L'”anello mancante” nella formazione dei pianeti

Per anni, gli astronomi si sono interrogati su come i pianeti delle dimensioni della Terra e di Nettuno finiscano in orbite strette attorno alle stelle. Il sistema Tau V1298 offre un’istantanea di questo processo, catturando i pianeti nei loro anni di formazione prima che si stabilizzino completamente in configurazioni stabili.

“La cosa più entusiasmante è che stiamo vedendo un’anteprima di quello che diventerà un sistema planetario molto normale”, afferma l’autore principale dello studio John Livingston.

I pianeti sono insolitamente leggeri, quasi come il polistirolo, il che significa che hanno densità molto basse. Nel corso del tempo, si prevede che questi mondi rigonfi perderanno le loro spesse atmosfere, diventando super-Terre e sub-Nettuno più densi.

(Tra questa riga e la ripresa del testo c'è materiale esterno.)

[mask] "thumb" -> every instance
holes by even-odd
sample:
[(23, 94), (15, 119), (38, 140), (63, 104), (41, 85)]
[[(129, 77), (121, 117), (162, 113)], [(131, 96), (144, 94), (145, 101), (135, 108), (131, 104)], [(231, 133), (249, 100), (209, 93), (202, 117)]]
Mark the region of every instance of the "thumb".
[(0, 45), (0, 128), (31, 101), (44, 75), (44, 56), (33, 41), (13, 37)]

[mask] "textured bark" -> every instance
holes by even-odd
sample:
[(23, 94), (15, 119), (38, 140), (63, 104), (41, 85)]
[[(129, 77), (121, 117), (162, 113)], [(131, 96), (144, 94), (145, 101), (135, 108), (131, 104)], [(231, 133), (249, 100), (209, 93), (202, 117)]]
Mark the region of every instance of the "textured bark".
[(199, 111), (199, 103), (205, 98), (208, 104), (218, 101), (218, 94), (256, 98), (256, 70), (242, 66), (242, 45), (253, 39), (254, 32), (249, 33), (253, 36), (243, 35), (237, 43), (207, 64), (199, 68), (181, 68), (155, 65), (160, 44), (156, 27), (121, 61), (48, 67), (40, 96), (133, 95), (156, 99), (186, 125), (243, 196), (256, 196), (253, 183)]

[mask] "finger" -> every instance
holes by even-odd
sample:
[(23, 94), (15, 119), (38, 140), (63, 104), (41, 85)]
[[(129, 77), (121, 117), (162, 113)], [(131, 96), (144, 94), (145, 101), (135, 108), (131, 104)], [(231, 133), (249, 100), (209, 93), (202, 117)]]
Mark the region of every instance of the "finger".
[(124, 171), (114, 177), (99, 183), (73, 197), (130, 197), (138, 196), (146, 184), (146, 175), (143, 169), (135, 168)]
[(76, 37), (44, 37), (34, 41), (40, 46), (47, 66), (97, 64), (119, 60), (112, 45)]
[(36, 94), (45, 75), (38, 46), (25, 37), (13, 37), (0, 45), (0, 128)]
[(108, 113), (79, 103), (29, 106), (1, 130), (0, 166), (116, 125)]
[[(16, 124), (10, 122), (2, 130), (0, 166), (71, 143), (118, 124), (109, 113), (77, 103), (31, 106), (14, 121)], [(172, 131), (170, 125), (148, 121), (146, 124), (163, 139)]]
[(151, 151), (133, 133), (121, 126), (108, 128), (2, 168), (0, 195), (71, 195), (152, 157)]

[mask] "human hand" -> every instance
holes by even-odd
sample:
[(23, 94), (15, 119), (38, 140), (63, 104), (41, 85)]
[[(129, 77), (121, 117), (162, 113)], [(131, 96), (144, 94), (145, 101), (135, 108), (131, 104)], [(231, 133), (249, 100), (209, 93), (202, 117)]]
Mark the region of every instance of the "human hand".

Come è avvenuta la scoperta

I pianeti sono stati avvistati per la prima volta nel 2019 dal telescopio Kepler della NASA, ma le loro proprietà precise sono rimaste sconosciute. I ricercatori hanno trascorso quasi un decennio a seguire i pianeti mentre passavano davanti alla loro stella (una tecnica chiamata osservazione del transito), misurando i cali di luce stellare per determinarne le dimensioni e il periodo orbitale.

Una svolta fondamentale è arrivata quando i telescopi terrestri hanno rilevato un ulteriore transito del pianeta più esterno, consentendo agli scienziati di perfezionare la sua orbita e modellare le interazioni gravitazionali del sistema. Il team ha poi utilizzato questi dati per calcolare le masse dei pianeti, rivelando che sono molto meno densi del previsto.

Implicazioni per l’evoluzione planetaria

I risultati suggeriscono che i pianeti giovani si evolvono più rapidamente di quanto si pensasse in precedenza, perdendo massa e contraendosi più velocemente di quanto previsto dai modelli standard. Ciò significa che le prime fasi dello sviluppo planetario sono più caotiche di quanto si credesse, con atmosfere che si disperdono rapidamente in determinate condizioni.

Nel corso di miliardi di anni, questi pianeti “gonfi” continueranno a contrarsi, trasformandosi nelle compatte super-Terre e sub-Nettuno comuni in tutta la galassia. Osservando questo processo in prima persona, gli astronomi possono testare e perfezionare le teorie su come si evolvono i sistemi planetari.

Questa scoperta sottolinea la natura dinamica della formazione dei pianeti, sfidando le vecchie ipotesi su come emergono le configurazioni planetarie comuni. Il sistema Tau V1298 fornisce un punto di riferimento vitale per comprendere l’evoluzione di mondi oltre il nostro.